When I turned 21, my father handed me the ring with the family crest in a simple gesture in front of his family in Alagoas. This ceremony meant to me being acknowledged as an adult. But it also meant my induction into a long patriarchal tradition that lost its meaning with each new generation of men. The ring was passed down to the first son of the first son in each generation, while the father received his father’s ring, bearing the stone used as a mold for the son’s ring. All of this, in my generation, was quite questionable. The original foto captured a detail that greatly illustrates the point: aunt Margot, who had never had children of her own but was respected as the matriarch and leader of the family, applauding in approval in the corner. See, the family was lead by a woman, my female cousins were studying to take on important positions in their fields, being the firstborn meant nothing anymore and the family slowly left the sugar business which had garnered it so much status for so long. The handing of the ring had become a nice tradition, albeit a senseless one.

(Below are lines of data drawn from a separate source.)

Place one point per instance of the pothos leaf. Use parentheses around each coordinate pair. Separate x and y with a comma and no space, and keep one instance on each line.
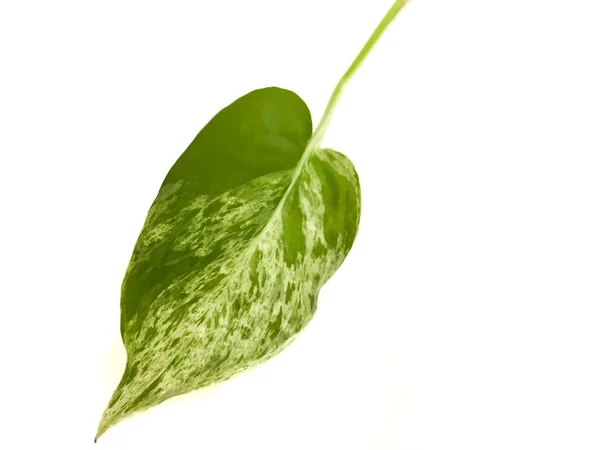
(249,223)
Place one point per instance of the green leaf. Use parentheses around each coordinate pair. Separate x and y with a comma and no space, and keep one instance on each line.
(249,223)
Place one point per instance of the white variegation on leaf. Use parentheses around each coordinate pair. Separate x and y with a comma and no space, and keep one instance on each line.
(248,225)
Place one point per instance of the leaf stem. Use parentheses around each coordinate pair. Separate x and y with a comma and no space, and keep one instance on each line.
(319,133)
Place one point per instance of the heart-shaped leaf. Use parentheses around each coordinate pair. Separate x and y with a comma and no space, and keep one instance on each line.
(249,223)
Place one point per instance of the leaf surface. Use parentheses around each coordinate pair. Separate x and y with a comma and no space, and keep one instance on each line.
(244,231)
(249,223)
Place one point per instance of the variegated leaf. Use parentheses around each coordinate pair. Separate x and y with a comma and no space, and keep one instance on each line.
(245,230)
(248,225)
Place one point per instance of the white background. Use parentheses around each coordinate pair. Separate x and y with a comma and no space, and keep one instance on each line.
(465,317)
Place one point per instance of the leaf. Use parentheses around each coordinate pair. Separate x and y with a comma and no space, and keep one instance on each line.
(249,223)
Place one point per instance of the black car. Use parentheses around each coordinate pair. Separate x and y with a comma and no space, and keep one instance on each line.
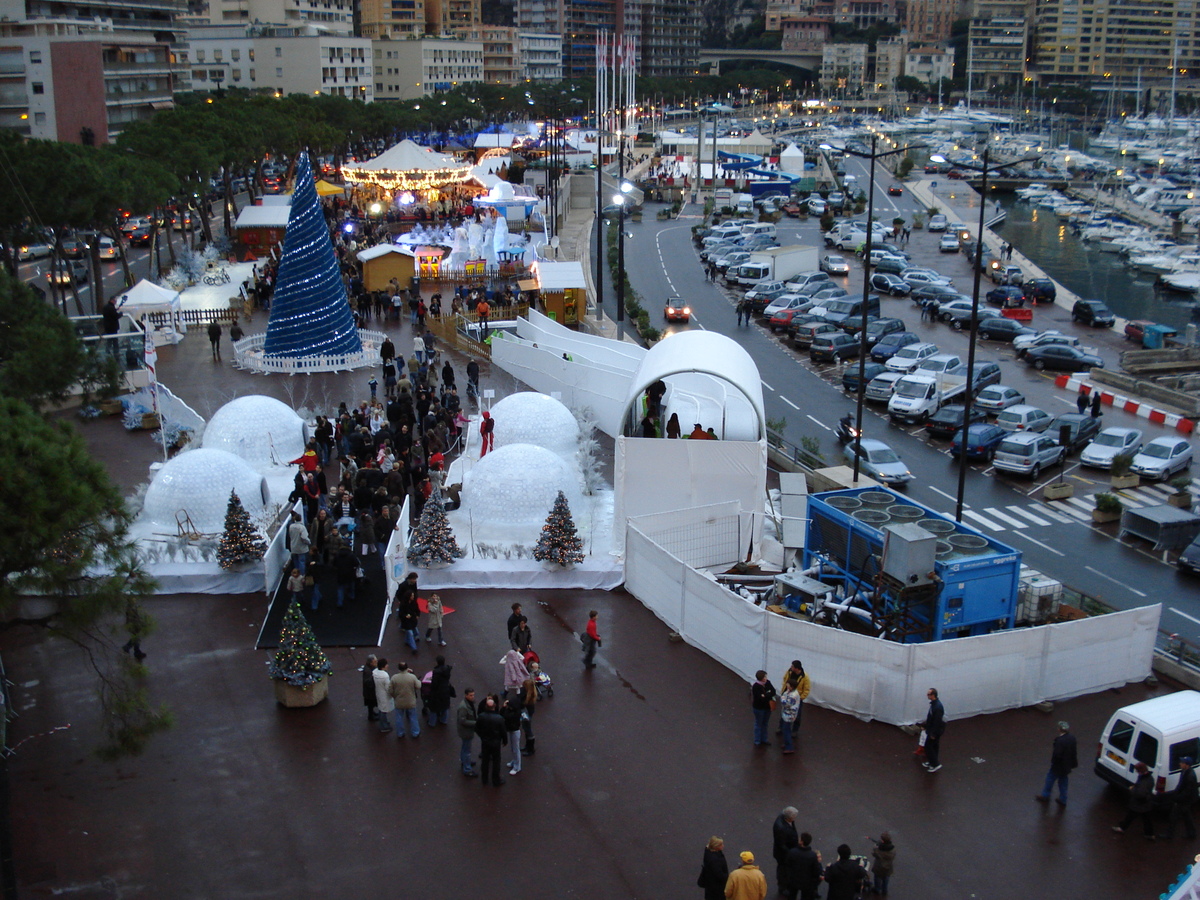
(997,328)
(1092,312)
(1069,359)
(891,345)
(1041,291)
(1009,297)
(850,377)
(947,421)
(832,347)
(1083,430)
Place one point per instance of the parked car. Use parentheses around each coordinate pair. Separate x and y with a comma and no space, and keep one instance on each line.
(889,345)
(1027,454)
(888,283)
(1041,291)
(1069,359)
(1108,444)
(1083,430)
(1092,312)
(834,264)
(881,388)
(947,421)
(997,328)
(676,310)
(879,461)
(833,346)
(906,359)
(999,397)
(1162,457)
(1024,418)
(850,381)
(982,441)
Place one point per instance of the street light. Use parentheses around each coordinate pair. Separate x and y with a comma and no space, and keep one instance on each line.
(867,282)
(984,169)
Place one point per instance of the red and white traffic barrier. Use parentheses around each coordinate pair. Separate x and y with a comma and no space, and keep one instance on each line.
(1077,384)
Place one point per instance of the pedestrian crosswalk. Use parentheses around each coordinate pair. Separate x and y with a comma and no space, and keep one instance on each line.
(1041,514)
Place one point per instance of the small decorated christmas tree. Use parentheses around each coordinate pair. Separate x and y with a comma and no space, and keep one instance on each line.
(559,543)
(433,543)
(299,661)
(240,541)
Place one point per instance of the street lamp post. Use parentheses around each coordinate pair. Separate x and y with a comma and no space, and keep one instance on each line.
(867,282)
(984,169)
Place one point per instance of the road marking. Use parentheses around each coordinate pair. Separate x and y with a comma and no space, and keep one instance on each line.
(1026,514)
(1109,577)
(1032,540)
(983,521)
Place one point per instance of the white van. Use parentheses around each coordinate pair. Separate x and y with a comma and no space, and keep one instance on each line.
(1158,732)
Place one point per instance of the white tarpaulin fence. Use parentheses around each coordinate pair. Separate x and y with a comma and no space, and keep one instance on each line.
(873,678)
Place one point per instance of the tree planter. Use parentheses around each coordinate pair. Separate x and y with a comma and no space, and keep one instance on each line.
(1059,491)
(289,695)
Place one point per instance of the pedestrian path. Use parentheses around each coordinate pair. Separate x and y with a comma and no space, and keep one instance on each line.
(1041,514)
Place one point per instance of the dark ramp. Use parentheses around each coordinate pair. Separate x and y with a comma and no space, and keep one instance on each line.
(357,624)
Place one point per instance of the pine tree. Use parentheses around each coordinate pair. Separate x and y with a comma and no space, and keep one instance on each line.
(433,543)
(299,661)
(240,541)
(559,543)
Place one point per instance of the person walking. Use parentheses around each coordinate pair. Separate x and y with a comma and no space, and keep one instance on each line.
(885,857)
(369,699)
(762,701)
(465,721)
(1141,803)
(1183,799)
(934,726)
(783,839)
(844,877)
(747,882)
(591,641)
(803,869)
(492,736)
(384,703)
(1063,757)
(406,691)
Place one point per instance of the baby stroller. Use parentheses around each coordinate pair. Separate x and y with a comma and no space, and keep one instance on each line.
(541,681)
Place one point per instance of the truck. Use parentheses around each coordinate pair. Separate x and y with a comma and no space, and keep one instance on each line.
(921,394)
(777,263)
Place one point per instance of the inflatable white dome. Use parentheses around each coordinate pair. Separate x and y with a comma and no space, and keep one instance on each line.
(259,430)
(529,418)
(198,483)
(508,495)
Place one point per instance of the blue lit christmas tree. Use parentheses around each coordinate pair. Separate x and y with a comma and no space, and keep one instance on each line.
(310,313)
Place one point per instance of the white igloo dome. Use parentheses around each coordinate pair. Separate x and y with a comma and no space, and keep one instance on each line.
(538,419)
(508,495)
(261,430)
(198,483)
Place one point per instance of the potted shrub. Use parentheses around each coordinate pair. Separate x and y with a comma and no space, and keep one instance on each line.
(1182,496)
(1108,508)
(1121,477)
(299,667)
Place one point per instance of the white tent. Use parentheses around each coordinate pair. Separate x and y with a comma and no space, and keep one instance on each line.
(145,298)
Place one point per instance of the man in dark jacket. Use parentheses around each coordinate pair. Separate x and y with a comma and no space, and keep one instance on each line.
(1183,799)
(845,877)
(1063,759)
(492,736)
(935,726)
(802,870)
(784,838)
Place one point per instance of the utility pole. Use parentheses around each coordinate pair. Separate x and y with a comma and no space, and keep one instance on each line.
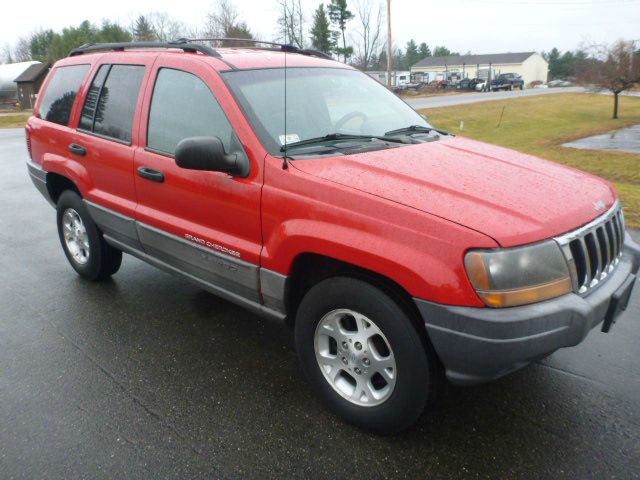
(390,55)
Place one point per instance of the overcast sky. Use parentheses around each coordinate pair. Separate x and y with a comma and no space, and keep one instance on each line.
(479,26)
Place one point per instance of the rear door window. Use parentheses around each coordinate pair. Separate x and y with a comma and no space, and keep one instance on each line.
(111,101)
(61,92)
(183,106)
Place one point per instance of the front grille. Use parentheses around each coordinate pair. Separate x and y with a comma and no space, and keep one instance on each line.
(594,250)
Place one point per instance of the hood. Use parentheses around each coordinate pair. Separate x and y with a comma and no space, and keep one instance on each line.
(510,196)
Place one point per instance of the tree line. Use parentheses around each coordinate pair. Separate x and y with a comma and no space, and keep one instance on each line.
(353,31)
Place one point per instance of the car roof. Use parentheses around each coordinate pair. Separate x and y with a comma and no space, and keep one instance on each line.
(227,59)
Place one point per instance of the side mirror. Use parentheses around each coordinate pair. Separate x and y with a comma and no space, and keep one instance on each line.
(207,153)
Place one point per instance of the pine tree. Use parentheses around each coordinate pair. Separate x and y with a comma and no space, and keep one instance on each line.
(424,51)
(320,32)
(441,52)
(411,55)
(339,14)
(142,30)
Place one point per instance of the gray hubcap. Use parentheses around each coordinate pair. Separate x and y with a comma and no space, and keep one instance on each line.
(355,357)
(75,236)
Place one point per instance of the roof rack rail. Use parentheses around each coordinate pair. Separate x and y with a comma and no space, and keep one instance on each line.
(285,47)
(189,45)
(182,44)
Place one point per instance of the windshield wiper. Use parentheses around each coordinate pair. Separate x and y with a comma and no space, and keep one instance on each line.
(415,128)
(337,136)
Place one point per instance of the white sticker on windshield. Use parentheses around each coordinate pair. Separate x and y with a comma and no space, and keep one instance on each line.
(289,138)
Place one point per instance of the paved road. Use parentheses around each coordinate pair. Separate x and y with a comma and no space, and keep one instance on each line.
(465,98)
(145,376)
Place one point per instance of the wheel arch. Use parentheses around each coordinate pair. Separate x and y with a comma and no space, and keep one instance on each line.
(56,184)
(309,269)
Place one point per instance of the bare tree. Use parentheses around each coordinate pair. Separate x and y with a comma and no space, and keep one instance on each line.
(291,23)
(22,50)
(165,27)
(368,35)
(7,54)
(615,68)
(223,19)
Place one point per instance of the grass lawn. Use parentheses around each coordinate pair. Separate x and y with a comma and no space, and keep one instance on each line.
(540,125)
(17,120)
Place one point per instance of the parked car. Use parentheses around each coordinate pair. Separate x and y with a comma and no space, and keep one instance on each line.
(399,254)
(481,85)
(559,83)
(438,84)
(507,81)
(471,83)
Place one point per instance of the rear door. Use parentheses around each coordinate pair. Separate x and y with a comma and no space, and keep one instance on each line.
(204,224)
(105,139)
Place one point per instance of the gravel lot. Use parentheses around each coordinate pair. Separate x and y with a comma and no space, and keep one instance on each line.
(145,376)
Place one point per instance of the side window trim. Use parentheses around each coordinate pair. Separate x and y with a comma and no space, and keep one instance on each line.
(45,90)
(93,120)
(95,110)
(150,104)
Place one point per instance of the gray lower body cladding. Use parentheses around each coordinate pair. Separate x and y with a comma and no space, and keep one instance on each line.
(257,289)
(480,344)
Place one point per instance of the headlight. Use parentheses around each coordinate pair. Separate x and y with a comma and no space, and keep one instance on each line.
(517,276)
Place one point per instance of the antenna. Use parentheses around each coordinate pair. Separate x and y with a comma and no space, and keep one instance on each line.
(285,158)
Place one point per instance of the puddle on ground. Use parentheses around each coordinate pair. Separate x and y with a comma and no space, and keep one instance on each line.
(623,140)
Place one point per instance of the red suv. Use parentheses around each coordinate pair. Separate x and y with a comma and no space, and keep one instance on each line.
(302,189)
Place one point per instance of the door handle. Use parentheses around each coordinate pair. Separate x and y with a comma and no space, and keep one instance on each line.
(151,174)
(77,149)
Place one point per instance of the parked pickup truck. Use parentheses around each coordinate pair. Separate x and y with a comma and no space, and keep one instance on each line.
(399,254)
(507,81)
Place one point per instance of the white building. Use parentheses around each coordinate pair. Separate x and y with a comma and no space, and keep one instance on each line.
(400,77)
(531,66)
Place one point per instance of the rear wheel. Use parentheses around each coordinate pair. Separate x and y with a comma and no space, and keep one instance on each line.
(87,251)
(363,356)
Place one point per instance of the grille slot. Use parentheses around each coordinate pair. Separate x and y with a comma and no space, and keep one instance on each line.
(594,251)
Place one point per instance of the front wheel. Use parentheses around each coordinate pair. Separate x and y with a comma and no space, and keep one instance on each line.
(85,248)
(363,356)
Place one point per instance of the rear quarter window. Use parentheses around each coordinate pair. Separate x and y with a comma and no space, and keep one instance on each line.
(61,92)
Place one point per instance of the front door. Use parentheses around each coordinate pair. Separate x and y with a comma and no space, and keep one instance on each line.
(204,224)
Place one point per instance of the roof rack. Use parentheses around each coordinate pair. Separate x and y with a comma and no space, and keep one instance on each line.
(182,44)
(189,45)
(284,47)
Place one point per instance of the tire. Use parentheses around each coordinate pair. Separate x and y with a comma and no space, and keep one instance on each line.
(388,405)
(85,248)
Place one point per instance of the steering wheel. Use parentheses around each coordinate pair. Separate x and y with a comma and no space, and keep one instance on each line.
(350,116)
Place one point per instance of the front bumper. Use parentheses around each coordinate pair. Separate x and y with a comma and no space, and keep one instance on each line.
(480,344)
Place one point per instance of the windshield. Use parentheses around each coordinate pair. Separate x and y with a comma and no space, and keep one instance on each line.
(319,102)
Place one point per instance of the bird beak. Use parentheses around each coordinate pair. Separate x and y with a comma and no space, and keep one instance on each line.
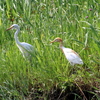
(9,28)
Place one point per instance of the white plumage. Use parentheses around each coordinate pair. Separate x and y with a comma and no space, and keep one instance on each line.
(25,48)
(70,54)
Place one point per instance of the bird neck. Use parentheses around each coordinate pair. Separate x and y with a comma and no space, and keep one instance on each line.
(16,36)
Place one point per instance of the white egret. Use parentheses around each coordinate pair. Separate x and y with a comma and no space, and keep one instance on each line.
(70,54)
(25,48)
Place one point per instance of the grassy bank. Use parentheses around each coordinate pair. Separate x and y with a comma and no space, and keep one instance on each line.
(50,77)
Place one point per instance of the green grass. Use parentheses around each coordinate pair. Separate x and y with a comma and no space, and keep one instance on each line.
(77,22)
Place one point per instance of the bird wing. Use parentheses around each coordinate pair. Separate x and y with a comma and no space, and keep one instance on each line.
(72,56)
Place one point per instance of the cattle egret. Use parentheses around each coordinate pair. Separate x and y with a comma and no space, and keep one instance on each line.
(25,48)
(70,54)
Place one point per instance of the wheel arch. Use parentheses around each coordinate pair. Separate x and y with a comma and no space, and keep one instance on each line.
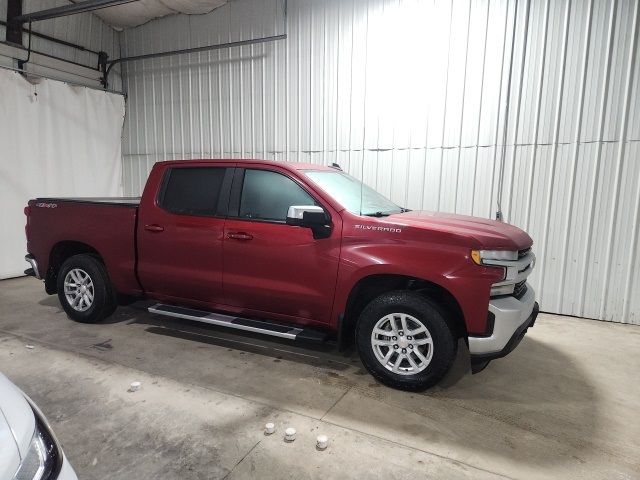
(60,252)
(372,286)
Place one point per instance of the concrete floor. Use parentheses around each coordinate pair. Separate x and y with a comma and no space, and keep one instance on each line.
(565,404)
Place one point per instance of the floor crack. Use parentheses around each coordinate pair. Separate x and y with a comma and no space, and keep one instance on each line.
(240,461)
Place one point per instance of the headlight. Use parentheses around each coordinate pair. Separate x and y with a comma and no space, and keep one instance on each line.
(483,257)
(43,460)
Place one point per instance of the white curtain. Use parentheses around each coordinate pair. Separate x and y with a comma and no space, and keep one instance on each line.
(55,140)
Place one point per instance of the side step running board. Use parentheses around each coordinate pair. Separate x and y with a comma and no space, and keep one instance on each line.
(249,325)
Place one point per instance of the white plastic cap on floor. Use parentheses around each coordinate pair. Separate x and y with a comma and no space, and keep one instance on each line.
(290,434)
(322,442)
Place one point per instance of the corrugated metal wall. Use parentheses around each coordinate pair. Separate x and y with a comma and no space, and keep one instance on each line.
(410,95)
(84,29)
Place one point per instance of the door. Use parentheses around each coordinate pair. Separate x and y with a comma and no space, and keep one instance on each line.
(180,234)
(270,266)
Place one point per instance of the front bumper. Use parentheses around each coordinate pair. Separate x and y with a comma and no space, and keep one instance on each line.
(513,317)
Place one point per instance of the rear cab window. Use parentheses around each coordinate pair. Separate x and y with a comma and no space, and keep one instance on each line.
(196,191)
(267,195)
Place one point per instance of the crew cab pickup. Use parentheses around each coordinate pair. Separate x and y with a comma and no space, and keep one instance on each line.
(298,251)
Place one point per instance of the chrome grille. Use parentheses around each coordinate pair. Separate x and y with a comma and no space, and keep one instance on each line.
(522,253)
(520,289)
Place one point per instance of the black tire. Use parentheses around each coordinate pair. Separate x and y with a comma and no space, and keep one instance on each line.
(445,344)
(104,297)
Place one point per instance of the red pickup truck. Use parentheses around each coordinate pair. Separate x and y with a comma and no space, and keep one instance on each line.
(298,251)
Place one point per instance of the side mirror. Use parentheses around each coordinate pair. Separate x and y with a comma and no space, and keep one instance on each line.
(310,216)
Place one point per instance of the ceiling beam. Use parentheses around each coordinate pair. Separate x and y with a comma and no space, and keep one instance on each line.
(65,10)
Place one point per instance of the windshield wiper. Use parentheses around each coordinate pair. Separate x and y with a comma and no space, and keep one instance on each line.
(376,214)
(386,214)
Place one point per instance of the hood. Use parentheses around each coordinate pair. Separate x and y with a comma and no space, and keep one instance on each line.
(9,454)
(488,234)
(17,424)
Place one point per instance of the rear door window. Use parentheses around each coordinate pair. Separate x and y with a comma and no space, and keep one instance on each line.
(194,191)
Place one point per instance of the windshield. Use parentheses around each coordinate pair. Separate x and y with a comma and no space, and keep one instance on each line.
(352,194)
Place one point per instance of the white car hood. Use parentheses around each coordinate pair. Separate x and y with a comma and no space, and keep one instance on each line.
(17,424)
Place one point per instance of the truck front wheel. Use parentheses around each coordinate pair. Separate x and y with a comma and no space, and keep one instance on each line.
(404,341)
(84,289)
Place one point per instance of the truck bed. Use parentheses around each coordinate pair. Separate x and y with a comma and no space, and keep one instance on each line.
(103,224)
(119,201)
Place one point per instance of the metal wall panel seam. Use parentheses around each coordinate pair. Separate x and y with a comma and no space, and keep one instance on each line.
(596,169)
(636,215)
(478,121)
(621,149)
(464,87)
(540,86)
(554,151)
(444,110)
(493,194)
(576,150)
(516,128)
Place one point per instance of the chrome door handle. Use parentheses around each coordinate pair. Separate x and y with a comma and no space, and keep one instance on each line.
(240,236)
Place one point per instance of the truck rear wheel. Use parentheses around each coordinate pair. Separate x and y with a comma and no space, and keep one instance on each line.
(404,341)
(84,289)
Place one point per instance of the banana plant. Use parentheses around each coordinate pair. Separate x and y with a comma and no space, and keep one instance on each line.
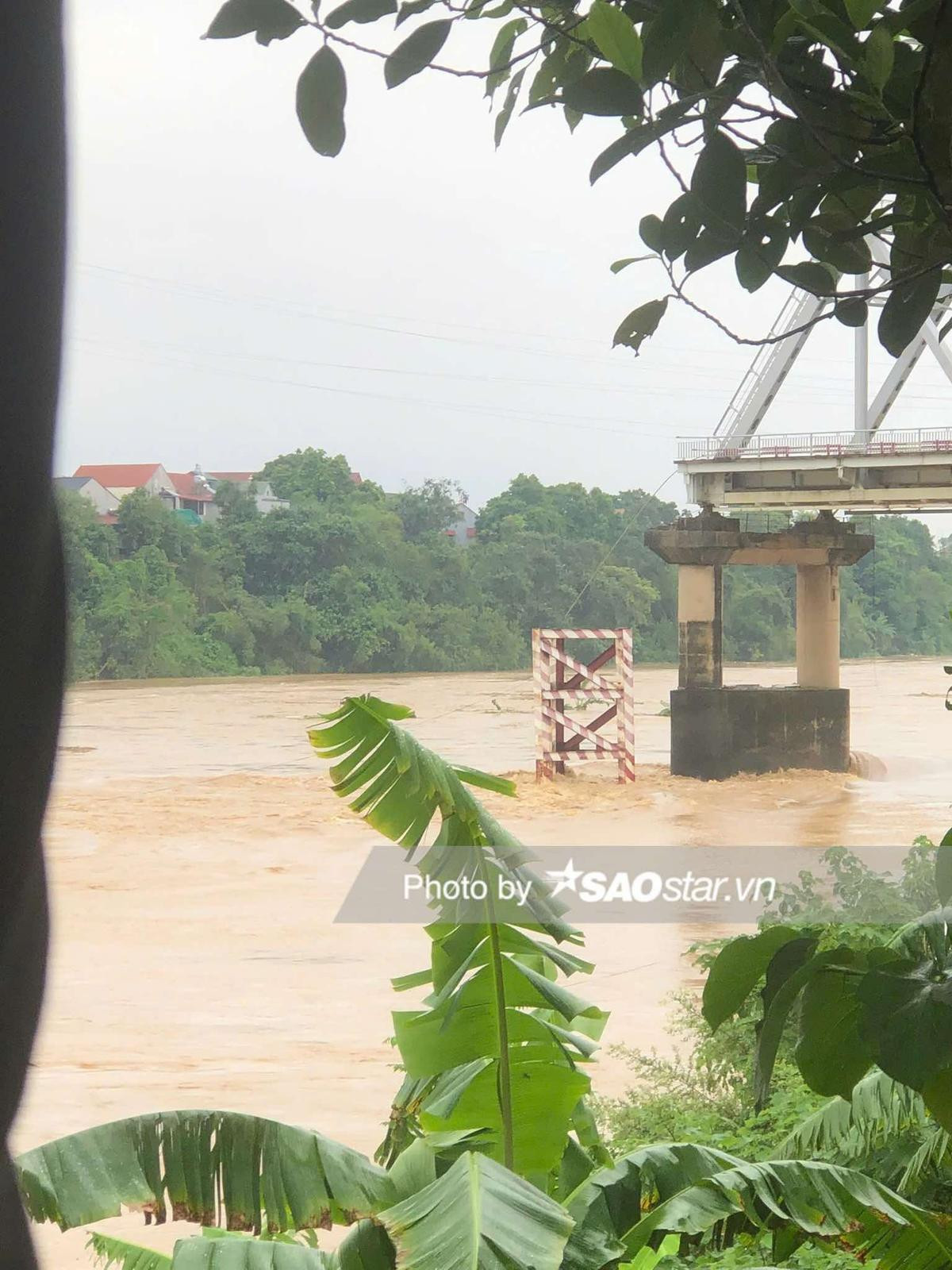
(493,1160)
(857,1009)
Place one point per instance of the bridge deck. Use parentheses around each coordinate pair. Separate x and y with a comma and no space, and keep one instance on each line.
(889,470)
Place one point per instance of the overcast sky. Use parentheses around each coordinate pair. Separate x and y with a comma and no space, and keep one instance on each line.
(423,304)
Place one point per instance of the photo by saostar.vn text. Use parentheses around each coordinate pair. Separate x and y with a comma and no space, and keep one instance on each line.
(596,886)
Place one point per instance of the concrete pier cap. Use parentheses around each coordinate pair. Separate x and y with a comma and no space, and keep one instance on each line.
(717,732)
(711,539)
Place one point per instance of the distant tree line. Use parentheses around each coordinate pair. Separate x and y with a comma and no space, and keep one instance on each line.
(351,579)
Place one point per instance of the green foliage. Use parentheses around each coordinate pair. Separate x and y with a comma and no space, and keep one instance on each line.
(865,994)
(799,127)
(351,581)
(556,1202)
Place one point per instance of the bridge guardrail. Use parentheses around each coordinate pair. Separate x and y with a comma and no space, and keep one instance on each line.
(818,444)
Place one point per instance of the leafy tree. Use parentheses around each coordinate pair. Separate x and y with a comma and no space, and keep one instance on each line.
(346,583)
(492,1157)
(805,139)
(429,508)
(309,474)
(886,991)
(235,503)
(143,521)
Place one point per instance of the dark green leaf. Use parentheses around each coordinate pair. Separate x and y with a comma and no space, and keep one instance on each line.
(810,276)
(937,1096)
(359,10)
(410,8)
(738,969)
(603,90)
(479,1217)
(501,52)
(640,324)
(877,56)
(831,1053)
(708,248)
(182,1160)
(943,869)
(761,252)
(831,241)
(639,137)
(616,37)
(861,12)
(720,183)
(416,51)
(911,1019)
(268,19)
(666,36)
(907,309)
(617,266)
(681,226)
(651,233)
(508,107)
(321,95)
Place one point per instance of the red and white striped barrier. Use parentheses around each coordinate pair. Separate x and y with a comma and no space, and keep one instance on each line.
(562,738)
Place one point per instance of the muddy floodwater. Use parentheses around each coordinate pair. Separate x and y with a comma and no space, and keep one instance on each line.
(197,860)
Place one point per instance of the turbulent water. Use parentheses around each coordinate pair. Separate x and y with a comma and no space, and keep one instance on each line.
(197,859)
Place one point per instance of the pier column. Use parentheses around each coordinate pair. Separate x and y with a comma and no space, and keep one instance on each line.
(700,626)
(818,626)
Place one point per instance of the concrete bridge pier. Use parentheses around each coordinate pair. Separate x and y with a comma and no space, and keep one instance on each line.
(818,626)
(717,732)
(700,626)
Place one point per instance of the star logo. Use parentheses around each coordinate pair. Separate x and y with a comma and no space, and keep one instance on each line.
(565,879)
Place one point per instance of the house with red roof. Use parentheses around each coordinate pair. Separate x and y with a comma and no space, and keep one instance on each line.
(121,479)
(188,493)
(192,492)
(266,498)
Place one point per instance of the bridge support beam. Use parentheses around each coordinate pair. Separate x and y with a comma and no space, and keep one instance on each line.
(717,732)
(700,626)
(818,626)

I kept the ring in a small safe in my bedroom. I’m almost sure it was taken during renovations of our apartment. The entire safe was taken. The theft of that ring was a personal failure of mine. I had failed as the adult I was supposed to be, incapable even of adequately handling a family heirloom, and I felt how badly it reflected in the family’s overall impression of me. My own father’s overall impression of me. For a time, I considered remaking the ring, using my father’s ring. But the shame for the failure was such that I didn’t allow myself to even ask for his jewel. I lived with that failure for twenty years.


The decade of 2020 brought along other reasons for estrangement, many due to our different political views, much like what happened to many other artists of that time. I spoke to my father less and less and with mounting tension. Meanwhile, I read up and gained increasing interest in matters of fatherhood within the discussion about masculinity. My situation with many father was a glaring gap and a flaw in my art practice as well: for how could I say I had n understanding of these matters when I couldn’t even foster a healthy relationship with my own father?


In 2022, I undertook the process of creating a new ring, this one with my own lion. It was to be a comment on our family’s history as well. It symbolized another path for the name. In a sort of counter-ceremony, I gave on to my father, in reparation of the ring I lost, and kept a second one. Sitting on the couch in front of my grandfather’s checkerboard-patterned painting, we spoke at length. About growing up as a man, about fatherly advice. And about the gaps.


In the painting, the original ceremony took on the meaning it had for me: the act of handing down to a son the privilege, the knowledge, the burden and the gaps of a familial manhood. Hence the reason for the inclusion of the checkerboard patterns that my paternal grandfather painted in his spare time (he was a chemical engineer who loved modernist abstraction). And the reason my father and I are dressed the same (something that happened by chance that day). In my reinterpretation, I altered the color of our shirts and rendered our pants with a few gaps, striving to get closer to the colors and patterns of the honeybee drones that swarmed my other paintings. The original family crest is presented on the corner (in aunt Margot’s place) as a memory of that past, and the QR code above it leads to a brief form with a single question: “What had you hoped your father would teach you?”. I had hopes other people would share their own gaps in their experience of fatherhood, like the ones I had experienced.



Gaps (with Francisco Leão)

November 2023

Oil, encaustic, varnish and solvent transfer on recycled paper and gesso.